Different data journalists have different estimates of the probability that Hillary Clinton will be elected. The numbers will be updates, so I type the current ones before discussing.
As usual Nate Silver and Sam Wang are the extremes with Silver estimating probabilities closer to 50%. This happens mostly because Silver estimates distributions of parameters which Wang assumes to be known constants. I have to admit I generally agree with Silver.
Silver explained at least part of the difference with other aggregators
High numbers of undecided and third-party voters are associated with higher volatility and larger polling errors. Put another way, elections are harder to predict when fewer people have made up their minds. Because FiveThirtyEight’s models account for this property, we show a relatively wide range of possible outcomes, giving Trump better odds of winning than most other statistically based models, but also a significant chance of a Clinton landslide if those undecideds break in her favor.
This is a bit reassuring to me. I think there are a lot of #NeverTrump voters who are very unenthusiastic about Clinton. These are voters who say he is unqualified and temperamentally unsuited to be President. I tend to guess many of them will reluctantly vote for Clinton if and only if it seems necessary and otherwise stay home of vote 3rd or 4th party. I remember 2000 (and some of these voters don’t) but I am not as alarmed as I would be without this argument.
The point (if any) of this post is that fivethirtyeight normalizes polls in which only Trump and Clinton are named to the standard of polls in which Johnson & Stein are also named. They will be on the ballot, but this seems to me to be a mistake. Respondents can volunteer that they will vote for another person if asked to choose between Trump and Clinton. I think the pressure due to naming only Trump and Clinton is weaker than the pressure of an upcoming election and fear of wasting a vote. So I’d guess polls which name only 2 candidates give more accurate forecasts. I think this is historically true (sorry no link). Certainly declared support for 3rd party candidates in September polls regularly vastly exceeds actual votes for 3rd party candidates.
I don’t know the fivethirtyeight correction term (sorry I could probably find it there if I looked).
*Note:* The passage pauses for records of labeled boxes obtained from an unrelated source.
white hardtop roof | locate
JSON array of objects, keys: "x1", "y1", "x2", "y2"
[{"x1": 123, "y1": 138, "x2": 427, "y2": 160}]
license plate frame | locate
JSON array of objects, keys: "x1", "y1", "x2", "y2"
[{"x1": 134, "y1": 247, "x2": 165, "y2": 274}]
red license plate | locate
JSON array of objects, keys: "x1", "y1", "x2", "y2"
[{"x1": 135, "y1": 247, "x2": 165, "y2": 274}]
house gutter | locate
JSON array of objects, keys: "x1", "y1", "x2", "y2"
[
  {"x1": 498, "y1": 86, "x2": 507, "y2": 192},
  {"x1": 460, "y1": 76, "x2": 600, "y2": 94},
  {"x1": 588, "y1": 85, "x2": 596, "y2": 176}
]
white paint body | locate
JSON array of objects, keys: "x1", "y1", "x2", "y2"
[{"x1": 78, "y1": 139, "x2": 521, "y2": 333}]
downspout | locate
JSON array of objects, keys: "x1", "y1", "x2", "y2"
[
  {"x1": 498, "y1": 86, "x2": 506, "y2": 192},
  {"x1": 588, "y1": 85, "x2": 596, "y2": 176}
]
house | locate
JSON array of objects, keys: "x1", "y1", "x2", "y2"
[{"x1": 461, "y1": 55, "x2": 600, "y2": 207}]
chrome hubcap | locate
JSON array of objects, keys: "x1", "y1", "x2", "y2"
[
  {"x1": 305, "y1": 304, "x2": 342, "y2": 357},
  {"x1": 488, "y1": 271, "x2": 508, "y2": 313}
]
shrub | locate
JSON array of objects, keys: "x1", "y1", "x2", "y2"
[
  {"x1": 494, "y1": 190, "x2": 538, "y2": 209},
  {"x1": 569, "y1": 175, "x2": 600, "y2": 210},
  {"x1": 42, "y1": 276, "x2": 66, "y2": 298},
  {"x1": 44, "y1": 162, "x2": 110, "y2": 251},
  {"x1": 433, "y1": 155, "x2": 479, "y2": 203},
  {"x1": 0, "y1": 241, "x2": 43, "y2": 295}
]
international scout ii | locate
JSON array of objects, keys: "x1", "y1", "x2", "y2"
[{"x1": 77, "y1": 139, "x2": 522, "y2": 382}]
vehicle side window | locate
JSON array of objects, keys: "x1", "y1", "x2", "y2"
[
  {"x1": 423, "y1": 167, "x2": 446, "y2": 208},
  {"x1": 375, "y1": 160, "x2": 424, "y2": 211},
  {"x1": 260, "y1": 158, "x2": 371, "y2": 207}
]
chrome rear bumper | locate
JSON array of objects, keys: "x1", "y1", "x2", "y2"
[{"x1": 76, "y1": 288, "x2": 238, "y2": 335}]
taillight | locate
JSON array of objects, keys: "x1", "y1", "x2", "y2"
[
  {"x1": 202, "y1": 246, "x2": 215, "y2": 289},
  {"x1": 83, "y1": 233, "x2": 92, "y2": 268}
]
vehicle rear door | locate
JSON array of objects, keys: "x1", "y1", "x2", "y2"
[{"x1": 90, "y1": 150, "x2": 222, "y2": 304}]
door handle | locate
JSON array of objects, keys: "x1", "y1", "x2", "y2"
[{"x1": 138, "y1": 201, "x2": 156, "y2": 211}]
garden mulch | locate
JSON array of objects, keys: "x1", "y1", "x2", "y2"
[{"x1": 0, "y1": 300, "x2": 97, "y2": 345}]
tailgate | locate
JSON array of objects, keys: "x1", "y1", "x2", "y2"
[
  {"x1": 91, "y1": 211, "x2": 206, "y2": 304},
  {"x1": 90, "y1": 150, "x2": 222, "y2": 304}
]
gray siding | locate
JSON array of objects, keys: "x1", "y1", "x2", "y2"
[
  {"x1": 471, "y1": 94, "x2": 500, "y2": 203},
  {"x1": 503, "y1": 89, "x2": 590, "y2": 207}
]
My impression is that Clinton averages 1 or 2% better in polls which name only Trump and her. Currently The Huffington Post says 1% nationwide (Clinton 4% ahead in 2 name polls 3% ahead in 3 name polls including Johnson (including Stein has to hurt Clinton)). Given the confidence interval and the fact that all aggregators assume normality, a 1% difference in means corresponds to about the difference between 57% and 75% (this is a very rough BS pseudo calculation).
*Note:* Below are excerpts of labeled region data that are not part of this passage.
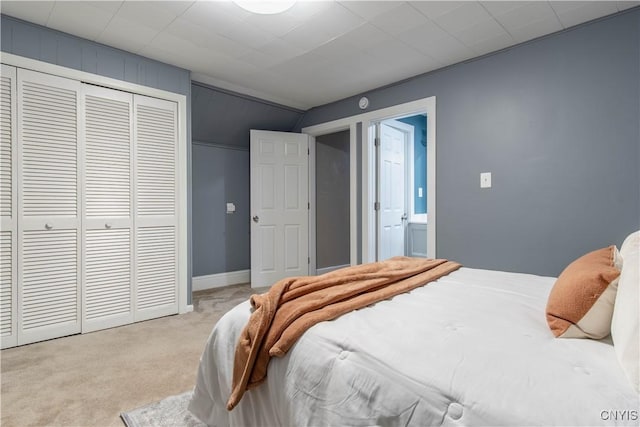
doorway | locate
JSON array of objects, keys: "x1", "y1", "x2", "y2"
[
  {"x1": 302, "y1": 96, "x2": 437, "y2": 265},
  {"x1": 372, "y1": 114, "x2": 427, "y2": 260},
  {"x1": 310, "y1": 129, "x2": 351, "y2": 274}
]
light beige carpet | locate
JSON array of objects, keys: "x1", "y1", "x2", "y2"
[{"x1": 0, "y1": 285, "x2": 264, "y2": 427}]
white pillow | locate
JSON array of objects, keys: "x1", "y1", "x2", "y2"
[{"x1": 611, "y1": 231, "x2": 640, "y2": 393}]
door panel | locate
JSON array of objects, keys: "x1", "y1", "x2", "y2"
[
  {"x1": 0, "y1": 64, "x2": 18, "y2": 348},
  {"x1": 251, "y1": 130, "x2": 309, "y2": 287},
  {"x1": 134, "y1": 95, "x2": 178, "y2": 321},
  {"x1": 378, "y1": 123, "x2": 406, "y2": 260},
  {"x1": 82, "y1": 85, "x2": 134, "y2": 332},
  {"x1": 17, "y1": 69, "x2": 81, "y2": 344}
]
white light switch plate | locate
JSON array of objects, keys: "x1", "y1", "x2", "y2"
[{"x1": 480, "y1": 172, "x2": 491, "y2": 188}]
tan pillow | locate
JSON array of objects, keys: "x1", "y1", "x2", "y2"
[{"x1": 547, "y1": 246, "x2": 620, "y2": 339}]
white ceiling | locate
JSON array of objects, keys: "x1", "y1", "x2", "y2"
[{"x1": 0, "y1": 0, "x2": 640, "y2": 109}]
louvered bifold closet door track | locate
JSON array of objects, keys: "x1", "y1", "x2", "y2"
[
  {"x1": 17, "y1": 69, "x2": 81, "y2": 344},
  {"x1": 82, "y1": 85, "x2": 133, "y2": 332},
  {"x1": 134, "y1": 95, "x2": 178, "y2": 321},
  {"x1": 0, "y1": 64, "x2": 18, "y2": 348}
]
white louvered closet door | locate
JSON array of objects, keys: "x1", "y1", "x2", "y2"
[
  {"x1": 134, "y1": 95, "x2": 178, "y2": 321},
  {"x1": 0, "y1": 64, "x2": 18, "y2": 348},
  {"x1": 81, "y1": 84, "x2": 133, "y2": 332},
  {"x1": 17, "y1": 69, "x2": 81, "y2": 344}
]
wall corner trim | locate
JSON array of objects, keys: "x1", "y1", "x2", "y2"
[
  {"x1": 316, "y1": 264, "x2": 351, "y2": 276},
  {"x1": 191, "y1": 270, "x2": 251, "y2": 292}
]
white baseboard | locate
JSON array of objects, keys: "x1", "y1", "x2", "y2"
[
  {"x1": 316, "y1": 264, "x2": 351, "y2": 276},
  {"x1": 191, "y1": 270, "x2": 251, "y2": 292}
]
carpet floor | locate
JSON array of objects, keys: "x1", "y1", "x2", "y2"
[{"x1": 0, "y1": 284, "x2": 264, "y2": 427}]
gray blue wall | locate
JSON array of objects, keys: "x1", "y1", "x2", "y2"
[
  {"x1": 300, "y1": 8, "x2": 640, "y2": 275},
  {"x1": 0, "y1": 15, "x2": 192, "y2": 304},
  {"x1": 191, "y1": 142, "x2": 251, "y2": 276},
  {"x1": 191, "y1": 82, "x2": 303, "y2": 276},
  {"x1": 316, "y1": 130, "x2": 351, "y2": 268},
  {"x1": 398, "y1": 114, "x2": 427, "y2": 216}
]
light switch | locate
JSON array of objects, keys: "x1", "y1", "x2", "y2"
[{"x1": 480, "y1": 172, "x2": 491, "y2": 188}]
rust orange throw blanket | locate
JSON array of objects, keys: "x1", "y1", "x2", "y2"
[{"x1": 227, "y1": 257, "x2": 460, "y2": 410}]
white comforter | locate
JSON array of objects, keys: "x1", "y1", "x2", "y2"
[{"x1": 189, "y1": 268, "x2": 640, "y2": 426}]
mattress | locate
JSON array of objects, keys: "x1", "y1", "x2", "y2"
[{"x1": 189, "y1": 268, "x2": 640, "y2": 426}]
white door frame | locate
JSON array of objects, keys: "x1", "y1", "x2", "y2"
[
  {"x1": 302, "y1": 96, "x2": 436, "y2": 265},
  {"x1": 2, "y1": 52, "x2": 193, "y2": 313},
  {"x1": 375, "y1": 119, "x2": 414, "y2": 255}
]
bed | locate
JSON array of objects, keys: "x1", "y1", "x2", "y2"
[{"x1": 189, "y1": 233, "x2": 640, "y2": 426}]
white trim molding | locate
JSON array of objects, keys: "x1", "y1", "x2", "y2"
[
  {"x1": 302, "y1": 96, "x2": 437, "y2": 264},
  {"x1": 191, "y1": 270, "x2": 251, "y2": 292},
  {"x1": 0, "y1": 52, "x2": 193, "y2": 313},
  {"x1": 316, "y1": 264, "x2": 351, "y2": 276}
]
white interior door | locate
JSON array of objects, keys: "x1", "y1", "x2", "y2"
[
  {"x1": 0, "y1": 64, "x2": 18, "y2": 348},
  {"x1": 250, "y1": 130, "x2": 309, "y2": 287},
  {"x1": 133, "y1": 95, "x2": 178, "y2": 322},
  {"x1": 81, "y1": 85, "x2": 134, "y2": 332},
  {"x1": 17, "y1": 69, "x2": 81, "y2": 344},
  {"x1": 378, "y1": 123, "x2": 407, "y2": 260}
]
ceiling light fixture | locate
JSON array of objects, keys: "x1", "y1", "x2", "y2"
[{"x1": 233, "y1": 0, "x2": 296, "y2": 15}]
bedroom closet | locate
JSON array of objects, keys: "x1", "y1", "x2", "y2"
[{"x1": 0, "y1": 64, "x2": 179, "y2": 348}]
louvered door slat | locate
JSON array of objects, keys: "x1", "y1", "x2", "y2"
[
  {"x1": 136, "y1": 103, "x2": 177, "y2": 216},
  {"x1": 82, "y1": 85, "x2": 133, "y2": 332},
  {"x1": 16, "y1": 69, "x2": 81, "y2": 344},
  {"x1": 85, "y1": 94, "x2": 131, "y2": 217},
  {"x1": 0, "y1": 64, "x2": 18, "y2": 348},
  {"x1": 134, "y1": 96, "x2": 178, "y2": 320},
  {"x1": 84, "y1": 229, "x2": 132, "y2": 321},
  {"x1": 20, "y1": 70, "x2": 78, "y2": 217},
  {"x1": 0, "y1": 72, "x2": 15, "y2": 217},
  {"x1": 0, "y1": 230, "x2": 16, "y2": 343},
  {"x1": 136, "y1": 227, "x2": 177, "y2": 310},
  {"x1": 21, "y1": 230, "x2": 78, "y2": 333}
]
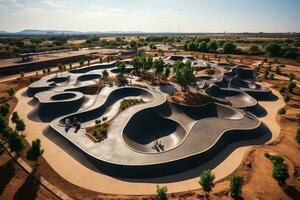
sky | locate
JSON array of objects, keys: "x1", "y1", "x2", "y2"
[{"x1": 0, "y1": 0, "x2": 300, "y2": 32}]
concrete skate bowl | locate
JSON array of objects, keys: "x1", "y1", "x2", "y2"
[
  {"x1": 236, "y1": 65, "x2": 256, "y2": 80},
  {"x1": 31, "y1": 90, "x2": 84, "y2": 122},
  {"x1": 69, "y1": 62, "x2": 116, "y2": 74},
  {"x1": 123, "y1": 109, "x2": 187, "y2": 153},
  {"x1": 110, "y1": 67, "x2": 133, "y2": 74},
  {"x1": 27, "y1": 75, "x2": 70, "y2": 97},
  {"x1": 204, "y1": 85, "x2": 257, "y2": 108},
  {"x1": 77, "y1": 74, "x2": 101, "y2": 82},
  {"x1": 172, "y1": 103, "x2": 243, "y2": 121},
  {"x1": 58, "y1": 87, "x2": 153, "y2": 125},
  {"x1": 166, "y1": 55, "x2": 185, "y2": 61}
]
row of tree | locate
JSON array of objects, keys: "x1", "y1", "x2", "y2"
[{"x1": 0, "y1": 104, "x2": 44, "y2": 164}]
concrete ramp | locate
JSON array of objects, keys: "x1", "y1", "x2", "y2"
[{"x1": 205, "y1": 85, "x2": 257, "y2": 108}]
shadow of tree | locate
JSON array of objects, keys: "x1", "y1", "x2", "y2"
[
  {"x1": 0, "y1": 159, "x2": 16, "y2": 194},
  {"x1": 14, "y1": 171, "x2": 40, "y2": 200},
  {"x1": 280, "y1": 184, "x2": 300, "y2": 199}
]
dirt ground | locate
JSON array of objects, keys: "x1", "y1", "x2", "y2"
[{"x1": 0, "y1": 54, "x2": 300, "y2": 199}]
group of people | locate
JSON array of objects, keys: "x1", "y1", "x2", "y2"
[{"x1": 65, "y1": 117, "x2": 81, "y2": 133}]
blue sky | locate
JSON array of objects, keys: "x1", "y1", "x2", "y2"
[{"x1": 0, "y1": 0, "x2": 300, "y2": 32}]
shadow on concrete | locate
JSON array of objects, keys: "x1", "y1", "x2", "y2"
[
  {"x1": 0, "y1": 159, "x2": 16, "y2": 194},
  {"x1": 247, "y1": 103, "x2": 268, "y2": 118},
  {"x1": 14, "y1": 171, "x2": 40, "y2": 200},
  {"x1": 43, "y1": 122, "x2": 272, "y2": 183}
]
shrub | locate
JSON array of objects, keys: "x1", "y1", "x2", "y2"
[
  {"x1": 230, "y1": 175, "x2": 243, "y2": 197},
  {"x1": 199, "y1": 169, "x2": 215, "y2": 192},
  {"x1": 283, "y1": 94, "x2": 290, "y2": 102},
  {"x1": 278, "y1": 108, "x2": 286, "y2": 115},
  {"x1": 7, "y1": 88, "x2": 14, "y2": 97},
  {"x1": 154, "y1": 186, "x2": 168, "y2": 200},
  {"x1": 287, "y1": 79, "x2": 296, "y2": 92},
  {"x1": 269, "y1": 155, "x2": 289, "y2": 183},
  {"x1": 26, "y1": 139, "x2": 44, "y2": 161},
  {"x1": 0, "y1": 103, "x2": 9, "y2": 117},
  {"x1": 296, "y1": 128, "x2": 300, "y2": 144}
]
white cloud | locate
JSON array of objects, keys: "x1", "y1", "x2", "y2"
[{"x1": 41, "y1": 0, "x2": 70, "y2": 8}]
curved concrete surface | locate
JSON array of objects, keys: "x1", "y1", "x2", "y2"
[
  {"x1": 24, "y1": 58, "x2": 268, "y2": 177},
  {"x1": 205, "y1": 85, "x2": 257, "y2": 108}
]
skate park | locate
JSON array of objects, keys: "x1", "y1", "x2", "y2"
[{"x1": 18, "y1": 58, "x2": 278, "y2": 178}]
An even more striking pattern over at The Huffington Post is that the fitted curve for the Clinton Vs Trump Vs Johnson is much smoother than the fitted curve for Clinton-Trump. This is partly due to their smoothing algorithm which smooths more if there are few data points (it is a compromise between don’t want to use very few points and don’t want to use very old data). But eyeballing, I am fairly sure it isn’t just that. Also the moderately smoothed Clinton support in 2 way polls varies more (including conventions roughly 44-48 for Clinton and 40-42 for Trump). I think this shows a lot of the variance is in the willingness of #NeverTrumpers to say they will vote for Clinton if pressed.
So after pychoanalyzing data ananylis, I conclude that the key issue is whether people who think Trump should not be elected, but don’t want to vote for Clinton end up reluctantly voting for Clinton. What an original thought. Bet no one has written that already in 2016.